There is a dark underbelly to that sentiment, and you begin to see it as Hughes becomes more reclusive in the movie’s second and third acts. Here Scorsese prefers the framework that served him well in Taxi Driver, the hero’s slow descent into madness. Both movies wind up in the same place, an ambiguous middle ground somewhere between redemption and self-destruction -- just as Travis Bickle was celebrated as a hero for killing all of the pimps and drug dealers in the climactic shootout in Taxi Driver, so does Howard Hughes get his revenge on Juan Trippe and his government crony, Senator Ralph Owen Brewster (Alan Alda), Republican of Maine. Many people will point to the Senate hearings at the end, when Hughes, who was under investigation by the federal government, turns the table on Brewster by exposing his close relationship with Trippe, but one of the movie’s best scenes actually comes before that, when Brewster attempts to unnerve Hughes during a private meeting beforehand. Knowing Hughes’s compulsive cleanliness, Brewster serves him a lunch of raw fish and even puts a greasy thumbprint on Hughes’s drinking glass. But Hughes, with visible effort, chokes down the food and drinks his water, persevering; ultimately, Scorsese wants you to know, his passion for aviation trumped any personal debilitations. And yet. And yet. The movie’s very last scene has Hughes slipping into something darker, giving The Aviator the quintessential Scorsesean ambiguity.
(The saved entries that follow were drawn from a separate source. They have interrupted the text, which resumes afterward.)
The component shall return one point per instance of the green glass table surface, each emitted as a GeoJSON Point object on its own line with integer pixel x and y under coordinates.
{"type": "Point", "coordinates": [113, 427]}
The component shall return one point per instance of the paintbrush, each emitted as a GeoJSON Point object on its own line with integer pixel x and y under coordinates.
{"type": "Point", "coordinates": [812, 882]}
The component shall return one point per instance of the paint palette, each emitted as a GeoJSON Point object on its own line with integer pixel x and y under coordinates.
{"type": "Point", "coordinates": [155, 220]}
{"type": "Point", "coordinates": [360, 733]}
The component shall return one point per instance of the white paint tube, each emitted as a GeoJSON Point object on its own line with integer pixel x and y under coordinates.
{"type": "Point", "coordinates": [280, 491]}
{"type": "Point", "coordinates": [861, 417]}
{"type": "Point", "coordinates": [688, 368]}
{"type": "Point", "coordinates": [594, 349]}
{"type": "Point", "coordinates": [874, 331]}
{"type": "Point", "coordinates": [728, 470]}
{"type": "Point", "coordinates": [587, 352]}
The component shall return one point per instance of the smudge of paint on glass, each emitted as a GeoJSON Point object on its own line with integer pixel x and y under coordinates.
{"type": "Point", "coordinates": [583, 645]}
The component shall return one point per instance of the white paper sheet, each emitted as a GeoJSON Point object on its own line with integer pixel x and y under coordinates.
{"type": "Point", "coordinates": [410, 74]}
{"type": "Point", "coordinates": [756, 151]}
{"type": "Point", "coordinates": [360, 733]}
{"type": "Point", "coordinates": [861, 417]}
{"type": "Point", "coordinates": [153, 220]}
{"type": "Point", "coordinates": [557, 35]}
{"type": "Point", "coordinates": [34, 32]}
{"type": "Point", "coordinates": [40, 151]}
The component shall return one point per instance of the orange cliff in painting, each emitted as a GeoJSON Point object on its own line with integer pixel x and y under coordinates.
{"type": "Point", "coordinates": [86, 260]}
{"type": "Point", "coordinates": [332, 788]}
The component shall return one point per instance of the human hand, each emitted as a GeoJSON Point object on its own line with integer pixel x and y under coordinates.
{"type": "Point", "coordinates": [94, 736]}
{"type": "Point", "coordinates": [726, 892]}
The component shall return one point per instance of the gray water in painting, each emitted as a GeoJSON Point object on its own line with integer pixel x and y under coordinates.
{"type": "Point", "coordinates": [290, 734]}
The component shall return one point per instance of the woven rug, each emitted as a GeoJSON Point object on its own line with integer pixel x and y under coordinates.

Now of course The Aviator is Scorsese’s idealized vision of Hughes, and, being a movie, it eliminates some parts of the truth and sensationalizes others. But biopics will do that, and Scorsese is not pretending to have taken an oath before making this movie to tell the whole truth and nothing but. This is why we watch these films, and this one in particular. Not to see the Howard Hughes story, because we know the end of that before it even begins -- Hughes died in 1976; Hell’s Angels eventually turned a profit; and TWA vastly outperformed Pan Am before it merged with American Airlines -- but to understand what it was that drew Scorsese to Hughes in the first place. Some part of the director said, there’s an awfully good movie to be made about Howard Hughes, and having seen The Aviator, I know what it is: The part of Scorsese, whom many have called the greatest living filmmaker, that identified with Hughes’s unparalleled passion for doing things faster, quicker, better. His passion for being the best.